If Keith Gill, aka Roaring Kitty’s recent return to the spotlight were to inspire a sequel to “Dumb Money,” the Paul Dano starrer depicting his Reddit-fueled surge to fame, screenwriters might have to plug up a huge gap to make the plot work.
That gap, highlighted in a new Barron’s report, involves the amount of money Gill would have needed to purchase hundreds of millions of dollars’ worth of GameStop and Chewy shares, as suggested by the jaw-dropping positions he revealed in recent weeks on social media after a yearslong hibernation from the spotlight.
“It is kind of stunning, the amount of money that he put together,” Steve Sosnick, chief strategist of trading platform Interactive Brokers, remarked to Barron’s.
Gill first entered the public consciousness in 2021, when he stood at the forefront of an online retail army whose “diamond hands” lifted GameStop shares to stratospheric highs. By April 2021, his holdings of the stock had risen past $34 million, when he posted the last screenshot of his portfolio at the time on the WallStreetBets forum on Reddit.
It’s unclear when Gill sold those positions, if at all. Assuming he sold when GameStop shares peaked that June, he would have gotten more than $60 million, according to Barron’s – not even close to what he’d need for his latest tilt at the GameStop windmill.
“The question is, where did that guy get that money from?” Carson Block, the famed short seller, wondered aloud in a podcast he co-hosts.
Gill has attracted the attention of the Massachusetts Securities Division, which told the Wall Street Journal it’s looking into his recent trades as part of an “ongoing matter.” Leadership at the Morgan Stanley-owned E*Trade, which Gill uses, has also considered shutting down his account over concerns of potential Gamestop stock manipulation, according to the Journal.
According to screenshots Gill shared on Reddit on June 2, his portfolio included nearly $211 million in GameStop shares and options. Assuming he did sell out of GameStop in June three years ago, he still would have had to grow his payout by roughly 250 percent to hit that amount.

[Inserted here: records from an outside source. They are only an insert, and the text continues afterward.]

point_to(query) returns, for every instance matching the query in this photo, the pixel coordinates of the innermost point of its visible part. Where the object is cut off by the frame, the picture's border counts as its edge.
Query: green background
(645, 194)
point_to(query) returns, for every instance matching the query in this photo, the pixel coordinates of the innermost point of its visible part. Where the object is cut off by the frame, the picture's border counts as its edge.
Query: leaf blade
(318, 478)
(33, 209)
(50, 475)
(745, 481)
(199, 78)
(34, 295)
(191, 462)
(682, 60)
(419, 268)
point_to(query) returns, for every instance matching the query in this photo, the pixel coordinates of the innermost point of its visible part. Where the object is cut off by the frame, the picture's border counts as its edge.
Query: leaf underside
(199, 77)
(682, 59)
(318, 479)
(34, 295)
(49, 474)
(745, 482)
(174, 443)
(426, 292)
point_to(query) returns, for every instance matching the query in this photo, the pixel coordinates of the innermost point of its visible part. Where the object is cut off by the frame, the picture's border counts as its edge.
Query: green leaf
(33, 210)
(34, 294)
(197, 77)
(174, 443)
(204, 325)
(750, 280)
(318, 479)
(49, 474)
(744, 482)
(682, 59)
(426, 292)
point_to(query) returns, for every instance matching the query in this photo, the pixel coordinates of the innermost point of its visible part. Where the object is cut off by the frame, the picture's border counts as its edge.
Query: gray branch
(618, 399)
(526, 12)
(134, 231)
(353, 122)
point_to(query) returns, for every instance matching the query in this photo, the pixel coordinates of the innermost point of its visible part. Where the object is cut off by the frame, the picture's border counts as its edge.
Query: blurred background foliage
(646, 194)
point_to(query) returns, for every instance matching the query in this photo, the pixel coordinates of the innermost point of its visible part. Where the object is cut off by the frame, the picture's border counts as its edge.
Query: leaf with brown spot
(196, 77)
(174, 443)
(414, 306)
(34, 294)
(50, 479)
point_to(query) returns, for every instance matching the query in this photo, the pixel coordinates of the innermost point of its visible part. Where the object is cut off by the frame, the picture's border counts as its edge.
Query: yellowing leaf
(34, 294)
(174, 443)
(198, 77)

“It sort of defies the odds, but it’s possible,” Sosnick said to Barron’s.
Deepening the mystery further, Gill made a disclosure to the SEC on June 24 revealing he owned 6.6 percent of Chewy’s stock; by July that stake was worth more than $240 million. While he could have financed his Chewy bet with liquidated GameStop stock, that's not certain as he hasn’t updated followers on Reddit about his allocation to the video game retailer.
Peter W. Atwater, an economics professor at William and Mary, suggested that Gill could have used borrowed money, pointing out that his track record would make him an ideal borrower to certain deep-pocketed non-bank lenders.
“It wouldn’t surprise me that there are people eager to give him capital,” Atwater said to Barron’s.